Analyst sez short-term cost savings buff up results

Earnings at a clutch of major media congloms may have beat Wall Street’s expectations for the fourth quarter, but the sector’s performance isn’t all it’s cracked up to be by one prominent analyst’s estimation.

In a detailed research note, Michael Nathanson of Nomura Securities questioned whether what he interprets as short-term belt-tightening at the congloms that have reported earnings so far may be inflating their margins.

“With revenues coming in as expected but earnings beating handily, the upside in earnings and operating profit growth were driven by the expense line,” Nathanson wrote Tuesday. “In fact, we would argue that the industry did a remarkable (but likely unsustainable) job in reining in operating expenses in the quarter.”

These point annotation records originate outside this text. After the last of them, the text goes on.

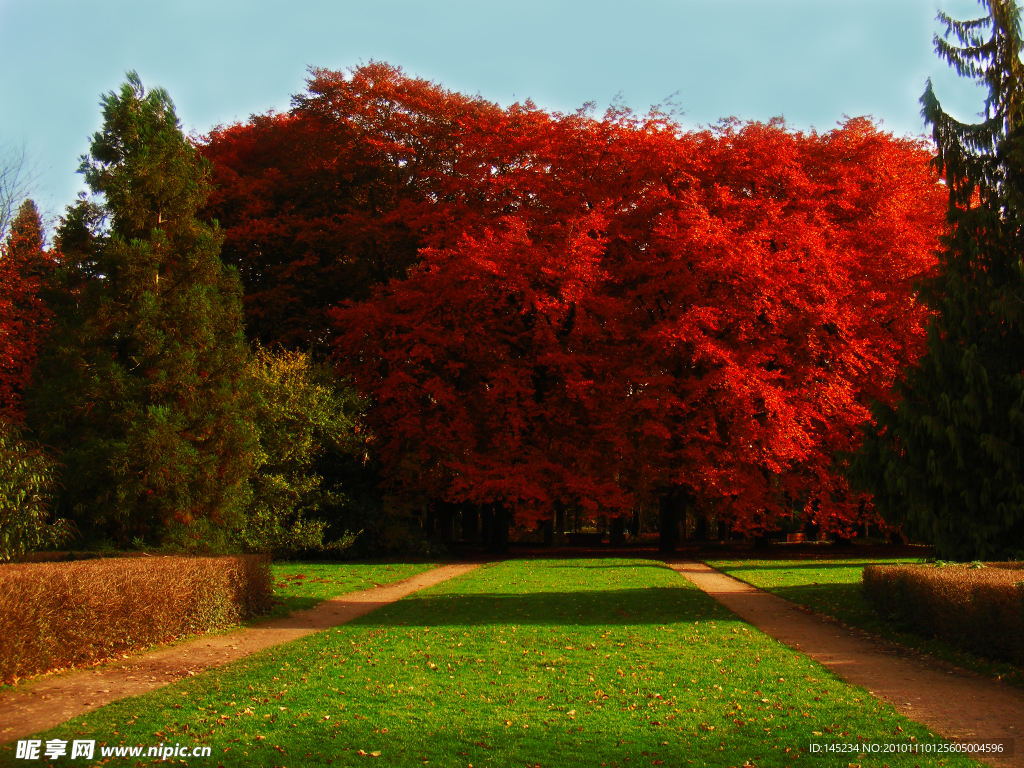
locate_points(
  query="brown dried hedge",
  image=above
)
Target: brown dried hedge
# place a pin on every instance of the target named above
(58, 614)
(978, 609)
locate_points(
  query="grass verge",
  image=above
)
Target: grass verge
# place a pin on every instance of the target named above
(834, 589)
(301, 585)
(580, 663)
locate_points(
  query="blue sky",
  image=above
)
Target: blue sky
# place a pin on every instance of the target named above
(809, 60)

The NBA lockout was one factor driving cost savings that magnified revenues for the quarter, with News Corp. in particular reporting a $55 million boost to profits as a result of the league’s delayed start to the season. Those costs will increase when next season is played in full, and other expenses kick in, such as an expected hike in marketing costs for cable networks experiencing softening ratings.

Cost growth for News Corp., Disney, Viacom, Scripps and Time Warner was just 0.1% for the fourth quarter, according to Nathanson. When filmed entertainment results are pulled out of the equation — a calculation Nathanson explains provides a clearer sense of a company’s fundamentals considering the volatility of recording revenue and earnings in this realm — aggregate costs for the five companies drop 0.4%.

The biggest revenue drivers for these congloms — advertising sales and affiliate fees paid by cable, satellite and telco operators — also provide a skewed sense of the sector’s overall performance, according to Nathanson.

While in aggregate both are up, that’s due to a wide divergence in the results reported across these companies. Affiliate revenue growth, for instance, is up 10% across the five companies, but Viacom’s 15.8% increase for the quarter is a far cry from the 4.6% Time Warner reported for the same measure.

Nathanson is bullish on News Corp. and Disney due to strong affiliate growth on the horizon.